New
Functions mb_chr()
and mb_ord()
The PHP function chr()
creates a string with an
ASCII character of the given value. 65
is the capital
A
, for example:
var_dump(chr(65));
string(1) "A"
The ord()
function converts a single string
character back to its numeric ASCII value:
var_dump(ord('A'));
int(65)
Both functions, just like all other string-related PHP functions,
do not work correctly on multibyte strings like UTF-8. Let us try a
German special character, the ß
:
$char = 'ß';
var_dump($char);
var_dump(ord($char));
As mentioned elsewhere in this book, ß
is a
non-ASCII character that is represented by two bytes, as the first
var_dump()
shows:
string(2) "ß"
int(195)
The string length is two, but the result of ord()
is
just one byte (a value between 0 and 255). Does not really make
sense, does it? That is because PHP just looks at the first byte of
the string, because it does not know about multibyte strings. You
can also try
var_dump(chr(ord('ß')));
to see PHP fail.
To remedy this shortcoming, the multibyte equivalents of
ord()
and chr()
, namely
mb_ord()
and mb_chr()
have been introduced
as part of the mbstring
extension.
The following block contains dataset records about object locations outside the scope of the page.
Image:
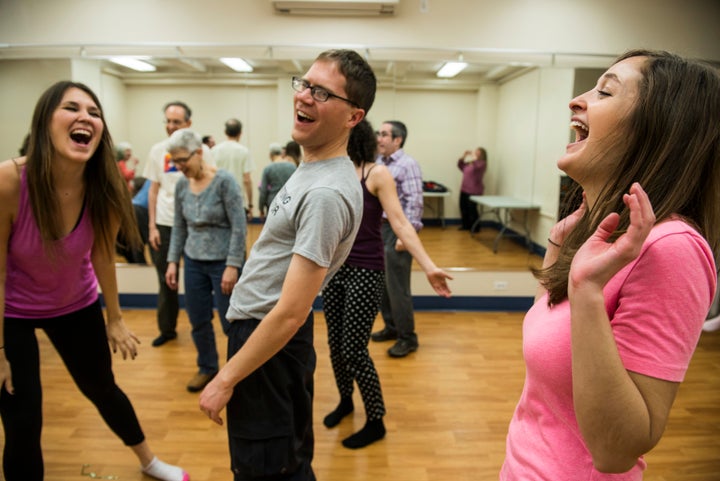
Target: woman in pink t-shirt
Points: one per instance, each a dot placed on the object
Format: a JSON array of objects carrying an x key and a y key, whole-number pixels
[{"x": 627, "y": 278}]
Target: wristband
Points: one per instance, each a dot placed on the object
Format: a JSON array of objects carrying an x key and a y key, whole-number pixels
[{"x": 553, "y": 243}]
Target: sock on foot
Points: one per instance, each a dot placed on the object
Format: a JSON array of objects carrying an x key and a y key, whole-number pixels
[
  {"x": 344, "y": 408},
  {"x": 165, "y": 472},
  {"x": 371, "y": 432}
]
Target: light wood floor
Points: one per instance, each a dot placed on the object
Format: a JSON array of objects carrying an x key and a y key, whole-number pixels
[
  {"x": 448, "y": 404},
  {"x": 448, "y": 409}
]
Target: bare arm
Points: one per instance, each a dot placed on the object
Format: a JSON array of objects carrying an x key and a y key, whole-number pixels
[
  {"x": 118, "y": 334},
  {"x": 557, "y": 236},
  {"x": 621, "y": 414},
  {"x": 301, "y": 286},
  {"x": 381, "y": 184},
  {"x": 153, "y": 233},
  {"x": 9, "y": 198}
]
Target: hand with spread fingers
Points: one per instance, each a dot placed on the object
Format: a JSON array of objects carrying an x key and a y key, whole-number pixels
[{"x": 119, "y": 336}]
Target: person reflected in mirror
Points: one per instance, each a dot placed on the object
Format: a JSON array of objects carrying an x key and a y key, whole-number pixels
[
  {"x": 396, "y": 305},
  {"x": 628, "y": 278},
  {"x": 473, "y": 166},
  {"x": 351, "y": 300}
]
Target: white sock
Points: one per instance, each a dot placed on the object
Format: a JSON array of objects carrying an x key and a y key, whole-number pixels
[{"x": 165, "y": 472}]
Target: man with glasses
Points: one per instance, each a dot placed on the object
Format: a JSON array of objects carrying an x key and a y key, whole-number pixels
[
  {"x": 163, "y": 175},
  {"x": 267, "y": 382},
  {"x": 396, "y": 304}
]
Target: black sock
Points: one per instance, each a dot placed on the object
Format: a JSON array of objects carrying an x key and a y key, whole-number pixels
[
  {"x": 344, "y": 408},
  {"x": 371, "y": 432}
]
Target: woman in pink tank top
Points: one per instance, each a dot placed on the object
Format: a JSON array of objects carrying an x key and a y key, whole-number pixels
[{"x": 61, "y": 208}]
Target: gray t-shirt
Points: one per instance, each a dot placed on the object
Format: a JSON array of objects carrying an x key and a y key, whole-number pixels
[{"x": 316, "y": 215}]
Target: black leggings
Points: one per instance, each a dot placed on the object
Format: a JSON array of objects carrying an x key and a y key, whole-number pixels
[{"x": 81, "y": 341}]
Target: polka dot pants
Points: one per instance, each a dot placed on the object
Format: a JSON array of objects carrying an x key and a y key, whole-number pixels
[{"x": 351, "y": 302}]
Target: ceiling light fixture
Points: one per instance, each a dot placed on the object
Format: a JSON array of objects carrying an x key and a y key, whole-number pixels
[
  {"x": 451, "y": 69},
  {"x": 237, "y": 64},
  {"x": 135, "y": 63}
]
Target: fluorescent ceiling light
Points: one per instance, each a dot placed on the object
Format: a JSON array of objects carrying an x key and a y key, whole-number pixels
[
  {"x": 135, "y": 63},
  {"x": 237, "y": 64},
  {"x": 451, "y": 69}
]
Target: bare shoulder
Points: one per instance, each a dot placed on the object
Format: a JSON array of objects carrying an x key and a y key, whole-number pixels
[
  {"x": 379, "y": 177},
  {"x": 10, "y": 182}
]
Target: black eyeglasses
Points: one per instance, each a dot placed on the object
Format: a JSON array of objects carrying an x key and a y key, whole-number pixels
[
  {"x": 318, "y": 93},
  {"x": 182, "y": 160}
]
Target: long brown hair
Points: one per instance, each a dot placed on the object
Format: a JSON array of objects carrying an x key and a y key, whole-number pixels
[
  {"x": 106, "y": 194},
  {"x": 672, "y": 148}
]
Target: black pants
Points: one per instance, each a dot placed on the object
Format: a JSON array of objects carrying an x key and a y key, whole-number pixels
[
  {"x": 270, "y": 412},
  {"x": 351, "y": 301},
  {"x": 81, "y": 341},
  {"x": 468, "y": 211}
]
Both require the
encoding to be passed as second parameter, but since UTF-8 is
assumed by default, we can also leave the second parameter out:
var_dump(mb_ord('ß'));
var_dump(mb_chr(mb_ord('ß')));
The result makes far more sense now:
int(223)
string(2) "ß"
And while we are at it:
var_dump('ß');
var_dump(mb_strlen('ß'));
This will result in:
string(2) "ß"
int(1)
Here you can directly see the difference between counting bytes and counting code points.